A experiência, particularmente em Cabo Verde, leva-me a crer que uma das razões que travam o desenvolvimento do setor cultural e artístico, em específico no artesanato, é o alto nível de amadorismo com que tem sido gerido. É, por isso, imprescindível garantir a competência e o profissionalismo neste domínio, pois de outro modo não parece viável beneficiar do pleno potencial criativo, cultural e económico que este setor possa oferecer. A visão estratégica, neste universo, passa essencialmente por uma mudança de paradigma que promova ações e tomada de decisões, públicas e privadas, na base do domínio das melhores ferramentas de gestão aqui refletidas. 

Plano de médio a longo prazo

O plano de médio a longo prazo comporta os projetos, as ações e a estratégia a serem implementadas de modo a alcançar os objetivos preconizados na visão. 

Não me debruçarei sobre o conceito de «curto prazo» porque este acontece no momento presente ou num futuro muito próximo. Interessa, pois, refletir sobre uma baliza temporal mais alargada. 

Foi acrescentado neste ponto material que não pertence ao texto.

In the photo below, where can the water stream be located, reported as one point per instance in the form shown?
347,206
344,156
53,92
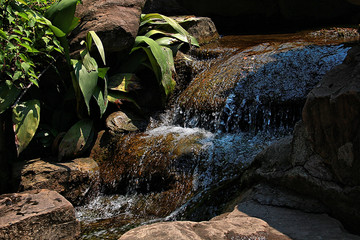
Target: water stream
245,92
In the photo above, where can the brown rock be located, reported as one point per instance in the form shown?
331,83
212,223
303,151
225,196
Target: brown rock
119,122
332,118
202,28
76,180
37,214
116,22
293,165
234,225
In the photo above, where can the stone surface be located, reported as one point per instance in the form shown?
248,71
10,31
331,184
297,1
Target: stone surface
234,225
256,82
37,214
116,22
234,16
332,117
297,224
76,180
292,164
119,122
202,28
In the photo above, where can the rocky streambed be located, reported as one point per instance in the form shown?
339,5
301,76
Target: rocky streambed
231,140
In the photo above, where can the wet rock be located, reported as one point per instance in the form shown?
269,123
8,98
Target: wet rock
202,28
37,214
77,180
297,224
154,161
262,86
239,16
116,22
119,122
332,118
234,225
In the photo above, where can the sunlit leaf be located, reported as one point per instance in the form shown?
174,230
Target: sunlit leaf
87,81
8,95
98,44
77,139
124,82
118,97
162,58
26,118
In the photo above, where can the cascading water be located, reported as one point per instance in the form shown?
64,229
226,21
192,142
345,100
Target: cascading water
246,92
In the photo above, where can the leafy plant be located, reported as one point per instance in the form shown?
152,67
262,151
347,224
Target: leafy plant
159,38
28,40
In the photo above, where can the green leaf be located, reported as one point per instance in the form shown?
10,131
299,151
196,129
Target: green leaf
87,81
98,44
77,140
102,72
185,36
163,59
3,35
8,94
61,14
124,82
25,66
117,97
101,99
26,118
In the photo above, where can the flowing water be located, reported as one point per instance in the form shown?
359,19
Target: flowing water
244,92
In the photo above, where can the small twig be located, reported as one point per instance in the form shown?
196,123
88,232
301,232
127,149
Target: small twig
31,83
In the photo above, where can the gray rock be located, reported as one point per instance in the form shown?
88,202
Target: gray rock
332,118
234,225
77,180
37,214
297,224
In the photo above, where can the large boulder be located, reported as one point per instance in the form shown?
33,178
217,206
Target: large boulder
234,16
234,225
292,164
332,118
77,180
37,214
116,22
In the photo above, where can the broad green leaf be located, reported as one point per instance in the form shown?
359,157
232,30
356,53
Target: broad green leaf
89,62
118,97
167,80
26,118
166,41
101,99
8,94
25,66
102,72
123,82
162,58
3,35
98,44
87,81
77,140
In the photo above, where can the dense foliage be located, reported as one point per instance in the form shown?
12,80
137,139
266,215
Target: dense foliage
34,34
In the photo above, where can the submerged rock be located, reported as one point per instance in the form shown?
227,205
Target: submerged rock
255,85
37,214
77,180
234,225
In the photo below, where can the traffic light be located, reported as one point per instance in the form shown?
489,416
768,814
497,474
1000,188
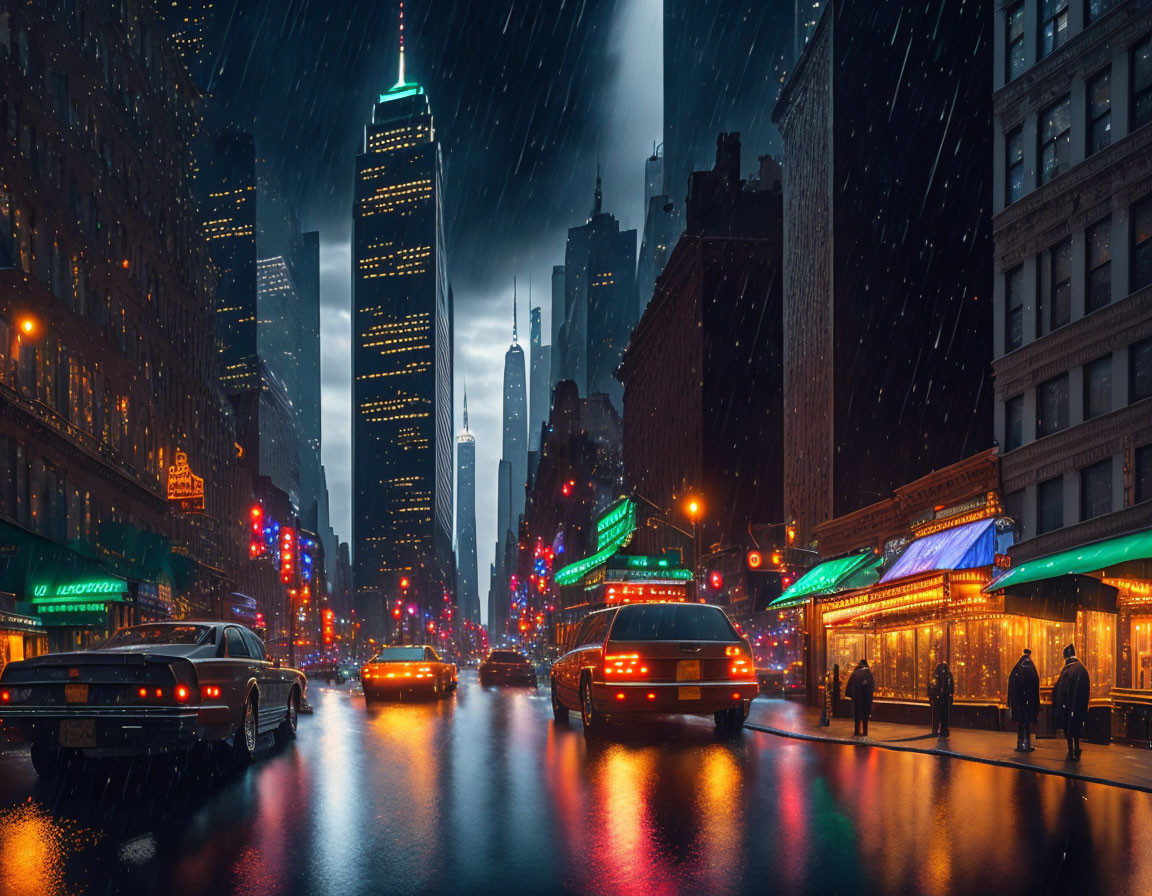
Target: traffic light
287,554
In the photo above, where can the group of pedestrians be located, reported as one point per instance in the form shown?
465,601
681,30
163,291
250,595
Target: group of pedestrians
1069,699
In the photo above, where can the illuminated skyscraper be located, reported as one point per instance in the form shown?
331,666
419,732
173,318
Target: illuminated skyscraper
515,423
468,595
402,357
226,189
539,395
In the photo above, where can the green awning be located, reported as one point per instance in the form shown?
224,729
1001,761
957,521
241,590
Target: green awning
855,571
1094,557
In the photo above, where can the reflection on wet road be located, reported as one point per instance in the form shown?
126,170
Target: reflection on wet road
483,794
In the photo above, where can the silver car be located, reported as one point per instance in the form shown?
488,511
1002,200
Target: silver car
150,689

Referir, em primeiro lugar, que o plano não é uma ferramenta estanque ou intocável. Particularmente, quando comporta um longo período temporal, de 10 a 15 anos. Este deve ser uma ferramenta passível de melhorias, alterações e adaptações que, na maioria dos casos, resultam de fatores externos que facilitam ou limitam a sua materialização. Como agendas governamentais, no caso das instituições públicas, situações pandémicas, como é o caso desta que estamos a viver atualmente (que está a afetar, consideravelmente, o setor do artesanato e do design), surgimento de novas ferramentas tecnológicas de informação e de comunicação, entre outras variáveis sociológicas, culturais, políticas e económicas que podem condicionar ou fazer avançar, consideravelmente, a implementação de um projeto.

Todos estes fatores têm de ser tidos em linha de conta no exercício da gestão. Estar atento ao contexto local, nacional, regional e internacional e à mudança de paradigma no setor é essencial quando se lidera a implementação de um plano que visa traduzir a visão de uma instituição ou projeto. 

Este ponto compara-se, por exemplo, a uma embarcação à vela que planeia fazer uma travessia do Atlântico e que, não obstante ter o objetivo de sair de Cabo Verde e aportar no Brasil, por razões climatéricas, é forçada a ajustar a rota com vista a debelar uma tempestade — aproveitando para reabastecer e aguardar uma vaga de ventos favoráveis para seguir a jornada. 

Nesta linha de raciocínio, além de conduzir a implementação do plano e acompanhar as suas diferentes fases, parece fundamental, também, que o gestor seja um profissional com um olhar «drone», capaz de analisar a complexidade do seu setor — atendendo a um conjunto de elementos e circunstâncias internas e externas — com o intuito de desenvolver melhores estratégias e tomadas de decisões. Em síntese, ajustar a rota sempre que se justificar. 

De modo geral, a principal causa da fragilidade inerente ao setor cultural e artístico, com destaque no artesanato, é a sua considerável informalidade e falta de orientação. Investir em profissionais devidamente qualificados, a fim de introduzir melhorias na gestão do setor, poderá acarretar outros custos, mas certamente os benefícios daí resultantes justificam o investimento. 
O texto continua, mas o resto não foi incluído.